And all waited—wild beasts, hungry.

For the time all party and personal jealousy ceased. Petrobey, with a thousand Mainats, came from the south and joined the Greek force assembled in the main camp, and the scornful clan, it was noticed, were very silent, as their habit was when there was work to the fore. He had a long conference with Hypsilantes, and to their council came Krevatas, a primate from the country of Sparta, a man made of blood, courage, and hatred, who would go about among the soldiers, seeing visions by day and night, and exclaiming, "The Lord is a man of war!" He had but little other conversation, and cried thus very frequently. Like Hypsilantes, Petrobey saw that there was no object to be served in attacking the Turks in Argos. Supposing the fleet came, and Dramali moved to the capture of Nauplia, they would have to attack then. If, on the other hand, something, as was now possible, had delayed the fleet, it was certain that Dramali's supplies could not last him very many days, for the Turks were foraging far and wide both for corn and provender for their horses, and when he retreated to Corinth, as he must needs do, the fleet not coming, there were the hills he had left unguarded to be passed, and Petrobey's blue eye danced, like the sun on water, and Krevali's exclamation was fit commentary.

Twice in the first day of his occupation Dramali directed an attack on the small band of some five hundred men in the Larissa, but finding that it was no easy matter to storm it, and thinking perhaps that the place was ill-watered and the defenders would surrender, shrugged his shoulders, and left it, as the Greeks had left Nauplia, to the slower but not less sure process of starvation. But Petrobey saw the immense strategical advantage of the place. Dramali could hardly advance to Nauplia, leaving a well-fortified citadel in his rear, into which the Greeks would pour as soon as he left Argos, and he insisted that the garrison should be increased.

"They may be as fierce as hawks and as swift," said he, "but their numbers are too small.

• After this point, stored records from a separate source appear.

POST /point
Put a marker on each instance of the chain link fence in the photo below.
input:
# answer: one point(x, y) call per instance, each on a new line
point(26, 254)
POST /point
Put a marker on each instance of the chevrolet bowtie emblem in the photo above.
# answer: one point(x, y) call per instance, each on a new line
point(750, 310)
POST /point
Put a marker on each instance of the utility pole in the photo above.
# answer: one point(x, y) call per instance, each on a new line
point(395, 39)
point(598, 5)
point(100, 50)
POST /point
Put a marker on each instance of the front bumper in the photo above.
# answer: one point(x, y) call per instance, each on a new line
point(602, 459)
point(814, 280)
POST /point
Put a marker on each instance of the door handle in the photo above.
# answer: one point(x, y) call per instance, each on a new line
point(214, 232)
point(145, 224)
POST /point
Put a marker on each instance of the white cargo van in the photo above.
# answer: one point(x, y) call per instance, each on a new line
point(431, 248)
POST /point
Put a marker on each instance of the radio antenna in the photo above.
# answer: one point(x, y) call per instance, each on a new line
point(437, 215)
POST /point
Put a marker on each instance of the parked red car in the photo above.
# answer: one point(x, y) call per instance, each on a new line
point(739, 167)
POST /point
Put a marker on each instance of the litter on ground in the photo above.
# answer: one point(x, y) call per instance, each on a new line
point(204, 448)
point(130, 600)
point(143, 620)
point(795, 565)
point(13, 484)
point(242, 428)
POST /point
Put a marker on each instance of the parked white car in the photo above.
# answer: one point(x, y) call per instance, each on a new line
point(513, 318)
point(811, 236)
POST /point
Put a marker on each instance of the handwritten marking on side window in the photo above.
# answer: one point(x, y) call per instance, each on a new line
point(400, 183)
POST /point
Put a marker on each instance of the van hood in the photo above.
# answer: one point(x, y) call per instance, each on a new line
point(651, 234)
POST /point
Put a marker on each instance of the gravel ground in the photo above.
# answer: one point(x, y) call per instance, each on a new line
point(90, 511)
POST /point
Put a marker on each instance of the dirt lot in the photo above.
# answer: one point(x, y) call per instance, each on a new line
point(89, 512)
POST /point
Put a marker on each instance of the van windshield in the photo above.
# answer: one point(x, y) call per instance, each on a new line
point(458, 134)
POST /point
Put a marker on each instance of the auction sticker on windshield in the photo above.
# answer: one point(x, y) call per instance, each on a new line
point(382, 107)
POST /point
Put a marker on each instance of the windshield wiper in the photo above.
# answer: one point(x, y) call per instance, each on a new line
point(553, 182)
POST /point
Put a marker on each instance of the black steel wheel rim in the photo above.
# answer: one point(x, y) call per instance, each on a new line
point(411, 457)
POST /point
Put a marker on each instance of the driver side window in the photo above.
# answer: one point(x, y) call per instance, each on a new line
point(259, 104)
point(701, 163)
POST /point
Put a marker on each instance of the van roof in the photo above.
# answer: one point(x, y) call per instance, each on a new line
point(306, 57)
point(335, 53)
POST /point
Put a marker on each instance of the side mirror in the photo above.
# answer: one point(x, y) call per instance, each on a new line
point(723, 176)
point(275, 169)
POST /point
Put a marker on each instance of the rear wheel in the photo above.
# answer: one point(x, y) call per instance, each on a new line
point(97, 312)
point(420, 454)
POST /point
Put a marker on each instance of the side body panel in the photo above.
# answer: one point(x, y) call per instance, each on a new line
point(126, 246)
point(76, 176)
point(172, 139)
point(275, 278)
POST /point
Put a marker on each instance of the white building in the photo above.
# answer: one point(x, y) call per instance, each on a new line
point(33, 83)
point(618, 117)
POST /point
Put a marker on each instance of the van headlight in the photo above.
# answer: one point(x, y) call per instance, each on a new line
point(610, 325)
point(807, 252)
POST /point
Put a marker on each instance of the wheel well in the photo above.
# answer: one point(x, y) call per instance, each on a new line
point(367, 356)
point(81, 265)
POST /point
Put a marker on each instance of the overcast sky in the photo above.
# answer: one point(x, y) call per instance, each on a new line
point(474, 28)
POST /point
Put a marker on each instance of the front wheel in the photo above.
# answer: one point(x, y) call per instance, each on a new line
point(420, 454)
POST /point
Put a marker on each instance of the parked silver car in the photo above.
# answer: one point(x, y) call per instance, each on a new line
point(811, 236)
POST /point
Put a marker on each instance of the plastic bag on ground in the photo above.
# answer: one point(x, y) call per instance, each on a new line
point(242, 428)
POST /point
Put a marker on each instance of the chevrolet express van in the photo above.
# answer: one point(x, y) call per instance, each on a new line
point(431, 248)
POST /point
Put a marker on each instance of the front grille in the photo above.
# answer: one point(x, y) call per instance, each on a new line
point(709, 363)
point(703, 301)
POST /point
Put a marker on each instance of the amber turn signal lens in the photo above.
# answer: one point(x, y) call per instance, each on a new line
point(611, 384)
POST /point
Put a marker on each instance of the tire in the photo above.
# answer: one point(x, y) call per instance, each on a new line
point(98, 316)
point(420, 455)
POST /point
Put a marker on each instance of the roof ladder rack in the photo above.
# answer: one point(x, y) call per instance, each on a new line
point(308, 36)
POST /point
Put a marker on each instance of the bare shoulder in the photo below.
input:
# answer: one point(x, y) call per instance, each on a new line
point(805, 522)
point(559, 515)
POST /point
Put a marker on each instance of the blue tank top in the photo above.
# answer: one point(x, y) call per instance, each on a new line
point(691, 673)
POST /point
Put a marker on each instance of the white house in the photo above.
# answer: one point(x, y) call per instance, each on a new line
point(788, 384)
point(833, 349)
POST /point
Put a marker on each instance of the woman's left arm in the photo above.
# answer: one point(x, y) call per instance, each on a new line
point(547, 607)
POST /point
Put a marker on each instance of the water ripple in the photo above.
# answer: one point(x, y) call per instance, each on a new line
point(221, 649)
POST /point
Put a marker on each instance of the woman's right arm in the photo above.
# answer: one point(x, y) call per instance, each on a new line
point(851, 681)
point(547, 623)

Also, if we can throw men into it, we can also throw provisions. The lad Mitsos will be glad of that: he would eat a roe-deer as I eat an egg—at one gulp."

Yanni, who was with his father, looked up.

"Oh, if it is possible, let me go among them," he said, "for my place is with Mitsos."

Petrobey, another of whose sons had been killed that year in a skirmish, looked at the boy.

"Benjamin, too," he said, half smiling, half with entreaty. "Yet did he not come back safe to his father? So be it, Yanni. Now, let us talk how it is to be done. We will go on dear Nikolas's plan, and say all the impossible things, and so take what is left."

"Daylight," said Yanni, promptly.

"A great noise," remarked Hypsilantes, with the air of a man who says a good thing.